Le Maroc boudé par les touristes + Plan d’urgence ONMT

tourisme maroc 9 septembre 2016 hotels voyages

tourisme maroc 9 septembre 2016 hotels voyages

Le monde semble tourner le dos au Maroc. Si non comment expliquer ces reculs aussi surprenants qu’effarants des performances touristiques sur juin 2016 ? Détail : arrivées touristiques : France (-5% par rapport à juin 2015), Allemagne (-7%), Espagne (-2%), Royaume-Uni (-8%), Italie (-5%) / Nuitées :-11% pour le marché français, – 21% pour l’Allemagne, – 28% pour l’Italie, -11% pour la Hollande, -10% pour la Belgique…

Nuitées par villes : Casablanca -21%, Marrakech -20%, Fès -19% et -19% pour Agadir ! (chiffres Observatoire National du Tourisme).

Que Casablanca accuse une baisse aussi importante signifie qu’il ne s’agit pas que de tourisme de divertissement mais que même le business international semble se faire de moins en mois au Maroc ! Ce qui interpelle non seulement la politique touristique mais la politique économique tout entière!

En tout cas, pour ce qui est du strictement touristique, l’ONMT semble avoir mis en place un plan d’urgence (révélé par Le360).

Il axé sur :

-Le développement de nouveaux marchés : en particulier Tchéquie, Hongrie, Russie, Finlande et Norvège

-Le développement du tourisme religieux notamment avec le Sénégal qui compte une très forte communauté de mourids tijanis et pour qui Fès (où Sidi Tijani est enterré) est une sorte de deuxième Mecque.

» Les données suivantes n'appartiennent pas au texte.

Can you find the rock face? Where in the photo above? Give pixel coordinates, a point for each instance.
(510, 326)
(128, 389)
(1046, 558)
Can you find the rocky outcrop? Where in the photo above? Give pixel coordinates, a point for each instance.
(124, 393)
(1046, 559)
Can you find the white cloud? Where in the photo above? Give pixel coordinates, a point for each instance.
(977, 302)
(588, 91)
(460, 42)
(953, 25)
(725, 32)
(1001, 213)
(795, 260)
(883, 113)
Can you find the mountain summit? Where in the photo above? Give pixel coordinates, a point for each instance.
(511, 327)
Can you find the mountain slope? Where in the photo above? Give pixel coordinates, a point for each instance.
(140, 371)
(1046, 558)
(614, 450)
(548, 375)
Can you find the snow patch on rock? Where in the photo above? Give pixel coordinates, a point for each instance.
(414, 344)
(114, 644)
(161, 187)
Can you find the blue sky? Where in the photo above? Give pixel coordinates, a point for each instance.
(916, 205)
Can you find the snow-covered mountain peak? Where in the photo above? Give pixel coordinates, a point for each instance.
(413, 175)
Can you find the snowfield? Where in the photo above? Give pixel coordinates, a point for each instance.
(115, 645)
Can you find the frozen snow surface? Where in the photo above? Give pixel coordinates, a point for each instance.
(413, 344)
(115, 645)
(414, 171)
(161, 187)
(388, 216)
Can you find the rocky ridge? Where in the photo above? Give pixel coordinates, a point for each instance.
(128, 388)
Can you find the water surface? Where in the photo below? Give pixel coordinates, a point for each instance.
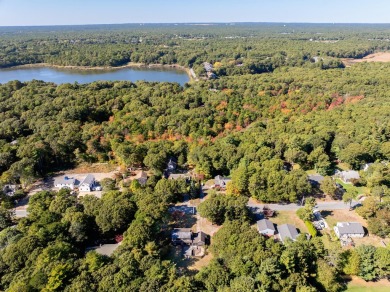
(60, 75)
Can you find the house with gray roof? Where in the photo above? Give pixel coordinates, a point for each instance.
(266, 227)
(185, 236)
(349, 229)
(87, 184)
(141, 177)
(176, 176)
(348, 176)
(181, 236)
(316, 179)
(287, 231)
(221, 182)
(65, 183)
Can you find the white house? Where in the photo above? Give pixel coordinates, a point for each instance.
(87, 184)
(349, 229)
(65, 183)
(266, 227)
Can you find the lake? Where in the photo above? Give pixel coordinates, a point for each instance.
(62, 75)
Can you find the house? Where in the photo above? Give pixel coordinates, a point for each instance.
(10, 190)
(87, 184)
(221, 182)
(208, 67)
(366, 166)
(200, 239)
(181, 236)
(176, 176)
(142, 178)
(266, 227)
(349, 229)
(316, 179)
(65, 183)
(211, 75)
(349, 176)
(287, 231)
(172, 164)
(185, 236)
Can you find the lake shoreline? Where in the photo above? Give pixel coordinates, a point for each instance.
(102, 68)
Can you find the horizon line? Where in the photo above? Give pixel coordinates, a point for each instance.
(198, 23)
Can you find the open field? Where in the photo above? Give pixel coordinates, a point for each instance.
(359, 285)
(377, 57)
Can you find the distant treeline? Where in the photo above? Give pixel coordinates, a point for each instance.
(237, 49)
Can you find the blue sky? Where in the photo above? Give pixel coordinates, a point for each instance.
(56, 12)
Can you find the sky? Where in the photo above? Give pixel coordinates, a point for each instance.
(69, 12)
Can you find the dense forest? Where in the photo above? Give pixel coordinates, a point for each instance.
(305, 109)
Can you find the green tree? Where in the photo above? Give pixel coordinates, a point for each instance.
(6, 218)
(328, 187)
(349, 196)
(115, 213)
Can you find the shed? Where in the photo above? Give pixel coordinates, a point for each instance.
(287, 231)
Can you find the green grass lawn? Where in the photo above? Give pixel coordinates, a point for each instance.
(353, 288)
(311, 171)
(361, 190)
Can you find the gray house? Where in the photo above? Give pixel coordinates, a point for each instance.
(349, 175)
(221, 182)
(266, 227)
(87, 184)
(185, 236)
(65, 183)
(349, 229)
(287, 231)
(316, 179)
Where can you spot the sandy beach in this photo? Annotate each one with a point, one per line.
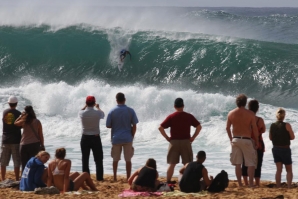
(110, 189)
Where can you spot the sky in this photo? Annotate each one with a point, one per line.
(211, 3)
(183, 3)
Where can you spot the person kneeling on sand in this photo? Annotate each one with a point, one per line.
(35, 173)
(145, 178)
(192, 173)
(59, 174)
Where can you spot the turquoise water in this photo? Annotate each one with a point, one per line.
(207, 56)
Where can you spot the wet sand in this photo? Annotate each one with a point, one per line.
(110, 189)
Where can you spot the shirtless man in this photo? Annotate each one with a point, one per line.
(243, 122)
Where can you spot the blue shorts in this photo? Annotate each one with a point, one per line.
(71, 185)
(283, 155)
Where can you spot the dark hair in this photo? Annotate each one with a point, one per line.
(253, 105)
(30, 114)
(178, 103)
(201, 155)
(60, 153)
(13, 105)
(151, 163)
(90, 104)
(120, 97)
(241, 100)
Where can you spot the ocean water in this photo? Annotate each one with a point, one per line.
(52, 59)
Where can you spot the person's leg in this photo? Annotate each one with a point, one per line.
(170, 172)
(3, 172)
(79, 181)
(289, 175)
(278, 173)
(259, 167)
(128, 152)
(238, 173)
(98, 157)
(85, 149)
(23, 156)
(244, 173)
(16, 160)
(251, 174)
(5, 157)
(45, 175)
(115, 167)
(128, 169)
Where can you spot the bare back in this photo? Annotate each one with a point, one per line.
(58, 179)
(242, 121)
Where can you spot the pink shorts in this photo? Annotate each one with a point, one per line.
(117, 149)
(243, 149)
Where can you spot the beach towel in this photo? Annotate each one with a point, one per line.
(182, 194)
(8, 183)
(131, 193)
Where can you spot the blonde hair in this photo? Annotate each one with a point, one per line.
(280, 114)
(42, 153)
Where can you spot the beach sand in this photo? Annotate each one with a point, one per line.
(110, 189)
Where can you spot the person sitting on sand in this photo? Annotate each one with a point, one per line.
(35, 173)
(281, 134)
(59, 174)
(192, 173)
(145, 178)
(253, 105)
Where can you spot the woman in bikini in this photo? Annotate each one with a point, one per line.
(145, 178)
(59, 174)
(253, 105)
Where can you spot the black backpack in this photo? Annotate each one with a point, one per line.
(220, 182)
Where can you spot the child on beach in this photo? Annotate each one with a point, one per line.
(35, 173)
(145, 178)
(59, 174)
(192, 173)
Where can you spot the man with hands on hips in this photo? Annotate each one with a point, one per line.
(180, 141)
(91, 136)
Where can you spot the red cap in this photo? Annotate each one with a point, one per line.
(90, 99)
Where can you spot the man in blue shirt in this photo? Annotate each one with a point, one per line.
(90, 136)
(123, 122)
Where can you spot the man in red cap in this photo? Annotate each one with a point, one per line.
(180, 140)
(90, 136)
(11, 138)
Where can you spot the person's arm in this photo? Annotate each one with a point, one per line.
(181, 171)
(255, 130)
(20, 121)
(270, 133)
(198, 129)
(133, 130)
(84, 107)
(163, 133)
(38, 177)
(50, 176)
(228, 128)
(129, 55)
(291, 132)
(40, 133)
(206, 178)
(261, 125)
(132, 177)
(66, 176)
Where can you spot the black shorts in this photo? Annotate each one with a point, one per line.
(283, 155)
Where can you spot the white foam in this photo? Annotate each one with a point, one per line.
(57, 106)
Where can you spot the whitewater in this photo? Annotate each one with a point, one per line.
(52, 59)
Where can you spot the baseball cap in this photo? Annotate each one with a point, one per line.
(179, 102)
(12, 100)
(90, 99)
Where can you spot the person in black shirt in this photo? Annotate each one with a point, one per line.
(145, 178)
(192, 173)
(11, 138)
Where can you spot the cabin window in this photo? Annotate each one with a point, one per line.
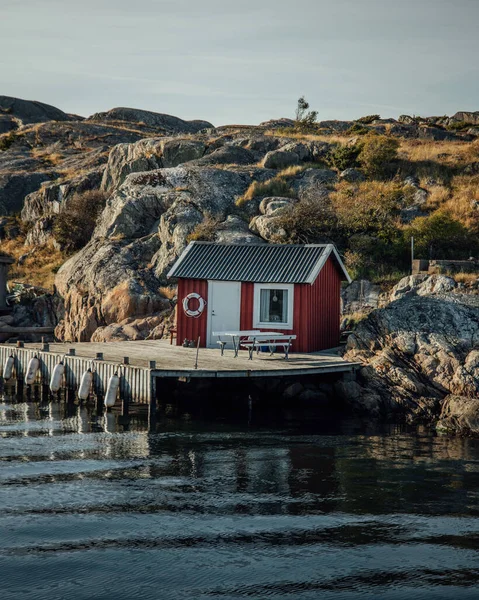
(273, 306)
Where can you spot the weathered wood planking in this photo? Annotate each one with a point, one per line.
(135, 383)
(139, 380)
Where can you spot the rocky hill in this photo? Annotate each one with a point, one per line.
(420, 355)
(105, 204)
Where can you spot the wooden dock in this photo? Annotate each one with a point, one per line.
(141, 364)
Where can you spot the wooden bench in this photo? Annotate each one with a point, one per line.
(253, 343)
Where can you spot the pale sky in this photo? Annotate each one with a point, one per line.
(243, 61)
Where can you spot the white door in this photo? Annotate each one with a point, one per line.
(224, 299)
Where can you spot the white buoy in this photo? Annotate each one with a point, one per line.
(8, 367)
(112, 390)
(57, 377)
(85, 385)
(32, 370)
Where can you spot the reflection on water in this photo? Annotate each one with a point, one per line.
(201, 509)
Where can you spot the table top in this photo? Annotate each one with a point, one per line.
(254, 333)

-L’encouragement du tourisme internet (place au dirham à défaut d’avoir plus d’euros)

-Le renforcement de l’aérien à travers le recrutement de nouveaux low costers (et tant pis pour la RAM)

-La création et développement d’une correspondance aérienne Fès-Marrakech (pour faire les villes impériales d’un coup).

-Capitaliser sur la COP22 pour limiter les dégâts de cette hémorragie (plus structurelle que conjoncturelle à notre avis).

-Et occuper la scène digitale en étant plus actifs et plus novateurs (mais quel budget pour ?)…Le digital pourra alors  relancer la destination mais amènera nécessairement les hôtelier à adopter une logique de bas prix et abandonner leur séculaire culture et politique d’écrémage.

Quoi qui l’en soit, le consommateur local devra en être bénéficiaire…à toute chose malheur est bon.